Comment by ori_b

21 days ago

Typically, if you were writing your hypothetical sql client in rc shell, you'd implement an interface that looks something like:

    <>/mnt/sql/clone{
        echo 'SELECT * from ...' >[1=0]
        cat /mnt/sql/^`{read}^/data # or awk, or whatever
    }

This is also roughly how webfs works. Making network connections from the shell follows the same pattern. So, for that matter, does making network connections from C, just the file descriptor management is in C.

This is... I don't know. I don't get why I would care to sling SQL over a file system versus a network socket.

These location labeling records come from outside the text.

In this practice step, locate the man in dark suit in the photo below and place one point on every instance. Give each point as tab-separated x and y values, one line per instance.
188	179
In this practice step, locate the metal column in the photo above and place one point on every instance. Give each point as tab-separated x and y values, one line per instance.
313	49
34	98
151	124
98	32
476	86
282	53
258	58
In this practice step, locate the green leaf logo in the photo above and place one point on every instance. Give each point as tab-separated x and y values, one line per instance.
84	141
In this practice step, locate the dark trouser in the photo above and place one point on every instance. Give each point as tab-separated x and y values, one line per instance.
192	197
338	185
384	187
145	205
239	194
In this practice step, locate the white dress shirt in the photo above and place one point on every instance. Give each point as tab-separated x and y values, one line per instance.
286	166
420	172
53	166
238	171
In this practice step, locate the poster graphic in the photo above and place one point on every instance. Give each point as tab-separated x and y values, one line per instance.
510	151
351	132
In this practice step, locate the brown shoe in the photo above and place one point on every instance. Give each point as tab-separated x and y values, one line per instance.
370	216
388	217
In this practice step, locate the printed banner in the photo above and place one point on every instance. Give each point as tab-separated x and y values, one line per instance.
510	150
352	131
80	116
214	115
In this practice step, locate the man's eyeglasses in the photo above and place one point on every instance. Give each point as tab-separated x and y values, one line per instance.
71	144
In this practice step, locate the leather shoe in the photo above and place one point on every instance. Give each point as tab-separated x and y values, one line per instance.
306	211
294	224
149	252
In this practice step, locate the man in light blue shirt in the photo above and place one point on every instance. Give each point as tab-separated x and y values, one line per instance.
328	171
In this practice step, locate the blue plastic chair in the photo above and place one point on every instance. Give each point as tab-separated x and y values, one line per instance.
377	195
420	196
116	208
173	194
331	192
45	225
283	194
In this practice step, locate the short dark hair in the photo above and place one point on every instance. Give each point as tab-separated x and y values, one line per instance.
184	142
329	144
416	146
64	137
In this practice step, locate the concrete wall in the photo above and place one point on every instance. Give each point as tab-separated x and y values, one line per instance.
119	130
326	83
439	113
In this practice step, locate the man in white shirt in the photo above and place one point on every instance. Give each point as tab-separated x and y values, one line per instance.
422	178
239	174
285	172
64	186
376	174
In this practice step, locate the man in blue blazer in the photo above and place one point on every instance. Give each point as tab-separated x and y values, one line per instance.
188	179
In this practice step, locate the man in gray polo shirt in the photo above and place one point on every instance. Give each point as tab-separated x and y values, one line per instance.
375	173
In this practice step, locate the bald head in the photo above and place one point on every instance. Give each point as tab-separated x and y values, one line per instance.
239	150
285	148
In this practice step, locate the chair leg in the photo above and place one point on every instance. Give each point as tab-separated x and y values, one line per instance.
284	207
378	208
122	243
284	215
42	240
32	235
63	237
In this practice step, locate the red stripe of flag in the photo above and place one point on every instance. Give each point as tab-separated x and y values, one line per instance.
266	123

I mean, Postgres could offer an SSH interface as a dumb pipe to psql to just have you push text SQL queries in your application. But it doesn't, it offers a binary protocol over a network socket. All the database engines have had the same decision point and have basically gone down the same path of implementing a wire protocol over a persistent socket connection.

So yeah, I don't get what doing things this way would give me as either a service provider or a service consumer. It looks like video game achievements for OS development nerds, "unlocked 'everything is a file'." But it doesn't look like it actually enables anything meaningful.

  • How would you connect to Postgres in 4 lines of shell normally? How would you do it for a rest api? How about any other systems?

    For Plan 9, it's all the same, all using the same interfaces, with little library glue.

    Opening a window, and running a command in it? Similar interfaces. Adding LSP to your editor? Got it, you mount it and write to the files.

    Universal shared conventions are powerful.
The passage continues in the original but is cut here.